Italy — which is on course to have a left-right populist governing coalition — is a case in point. Italians now show the lowest levels of support for EU membership of any EU country (44 percent), and twice as many people believe their voice isn’t heard at EU level (61 percent to 30 percent), as believe that it is.

EU enemies within

With centrist parties declining, Euroskeptics are grabbing more levers of power, including within centrist groups.

Harshly anti-EU rhetoric is now a regular feature in national government commentary about the EU, and has footholds in four European political groups: the European People’s Party (via Hungary’s Fidesz party), the European Conservatives and Reformists (Poland’s Law and Justice party), Europe of Freedom and Democracy (Italy’s 5Star and League parties), and Europe of Nations and Freedoms (Marine Le Pen’s National Front). Plenty of individual far-left MEPs also harbor doubts about the EU.

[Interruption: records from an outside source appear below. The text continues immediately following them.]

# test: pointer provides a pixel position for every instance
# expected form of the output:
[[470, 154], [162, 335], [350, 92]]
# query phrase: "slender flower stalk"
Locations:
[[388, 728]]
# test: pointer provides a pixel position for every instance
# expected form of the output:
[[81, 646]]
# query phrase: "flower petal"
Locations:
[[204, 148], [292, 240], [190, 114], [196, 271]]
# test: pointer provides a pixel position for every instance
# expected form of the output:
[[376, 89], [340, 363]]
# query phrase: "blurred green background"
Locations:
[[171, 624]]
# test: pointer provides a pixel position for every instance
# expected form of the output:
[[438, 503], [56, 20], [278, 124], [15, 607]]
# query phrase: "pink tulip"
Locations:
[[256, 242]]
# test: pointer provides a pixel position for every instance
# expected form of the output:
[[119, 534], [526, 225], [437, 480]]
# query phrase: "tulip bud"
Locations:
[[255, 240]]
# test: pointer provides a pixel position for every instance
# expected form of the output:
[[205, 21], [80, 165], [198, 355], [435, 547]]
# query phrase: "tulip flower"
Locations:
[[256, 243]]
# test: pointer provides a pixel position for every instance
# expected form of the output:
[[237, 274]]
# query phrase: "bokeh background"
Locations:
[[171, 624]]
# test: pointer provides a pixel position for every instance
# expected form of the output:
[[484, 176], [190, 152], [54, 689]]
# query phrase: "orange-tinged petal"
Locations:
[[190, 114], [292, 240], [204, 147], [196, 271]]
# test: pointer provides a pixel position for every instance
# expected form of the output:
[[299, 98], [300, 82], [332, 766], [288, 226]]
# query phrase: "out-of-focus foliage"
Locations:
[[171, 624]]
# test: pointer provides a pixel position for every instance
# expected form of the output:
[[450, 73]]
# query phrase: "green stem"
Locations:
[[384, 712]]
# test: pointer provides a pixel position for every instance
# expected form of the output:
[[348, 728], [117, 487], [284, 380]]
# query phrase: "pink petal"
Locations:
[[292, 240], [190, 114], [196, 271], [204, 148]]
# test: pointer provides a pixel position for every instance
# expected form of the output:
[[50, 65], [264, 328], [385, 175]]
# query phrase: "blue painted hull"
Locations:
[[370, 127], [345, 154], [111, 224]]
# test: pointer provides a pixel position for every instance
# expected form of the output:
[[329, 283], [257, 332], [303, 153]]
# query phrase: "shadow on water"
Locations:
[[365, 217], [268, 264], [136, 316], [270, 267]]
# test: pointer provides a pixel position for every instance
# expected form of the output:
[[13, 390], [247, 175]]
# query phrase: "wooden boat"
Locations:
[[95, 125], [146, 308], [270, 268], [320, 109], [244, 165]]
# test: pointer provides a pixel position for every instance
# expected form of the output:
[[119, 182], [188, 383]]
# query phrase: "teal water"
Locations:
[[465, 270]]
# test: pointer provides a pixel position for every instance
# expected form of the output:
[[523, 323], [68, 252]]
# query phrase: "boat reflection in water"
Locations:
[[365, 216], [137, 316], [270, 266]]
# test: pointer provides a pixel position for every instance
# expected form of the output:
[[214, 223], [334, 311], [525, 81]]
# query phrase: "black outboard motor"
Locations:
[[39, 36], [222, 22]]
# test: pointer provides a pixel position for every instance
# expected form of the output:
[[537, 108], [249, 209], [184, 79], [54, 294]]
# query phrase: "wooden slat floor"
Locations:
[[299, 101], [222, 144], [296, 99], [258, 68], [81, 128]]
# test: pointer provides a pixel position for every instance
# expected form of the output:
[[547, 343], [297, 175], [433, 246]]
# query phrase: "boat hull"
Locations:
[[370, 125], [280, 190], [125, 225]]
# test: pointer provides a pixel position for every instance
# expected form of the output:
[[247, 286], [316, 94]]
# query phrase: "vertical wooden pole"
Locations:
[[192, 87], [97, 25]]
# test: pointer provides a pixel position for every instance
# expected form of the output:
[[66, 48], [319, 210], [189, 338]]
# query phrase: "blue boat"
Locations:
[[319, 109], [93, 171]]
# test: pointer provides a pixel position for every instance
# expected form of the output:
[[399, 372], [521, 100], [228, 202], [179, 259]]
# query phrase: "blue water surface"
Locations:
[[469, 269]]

Euroskeptic parties — whose raison d’être is campaigning against the Union in its own elections — naturally take the vote more seriously than parties with a broader base, who often treat the elections as a nuisance. 

The real risk for the EPP in this context is complacency.

After losing support in big countries such as France, Italy and Poland since 2014, the EPP is cruising toward first place in the election, but may get there with only 25 percent of the vote. That would feel like a hollow victory, in particular if the EPP counts on support from parties such as Fidesz.

Legitimacy gap

The EU’s permanent struggle is to look and feel more like the democracy it claims as a core value.

The Spitzenkandidat process — which was first deployed in 2014 and pushes political parties to choose a candidate to be European Commission president, with the party receiving the most votes most likely having their choice take the top job — could reinforce rather than mend these perceptions. 

When told about the system, most voters in the new EU survey agree it increases both the transparency and legitimacy of the European Commission. Yet 70 percent insisted “it only makes sense if accompanied by a real debate about European issues and the future of the EU.”

That debate is lacking at many levels.

None of the parties plan to run primaries to select their Spitzenkandidat and voters cannot cast a ballot for them directly. There’s also the issue of quality. Under the current system, serving prime ministers and presidents are unlikely to run because it would require them to campaign for the Commission post for months.

And in any case, EU leaders are adamant that the final choice lies with them.

The upshot: The choice of Commission president is effectively in the hands of 450 EPP delegates at a Congress in Helsinki in November plus 27 EU leaders, rather than 450 million Europeans.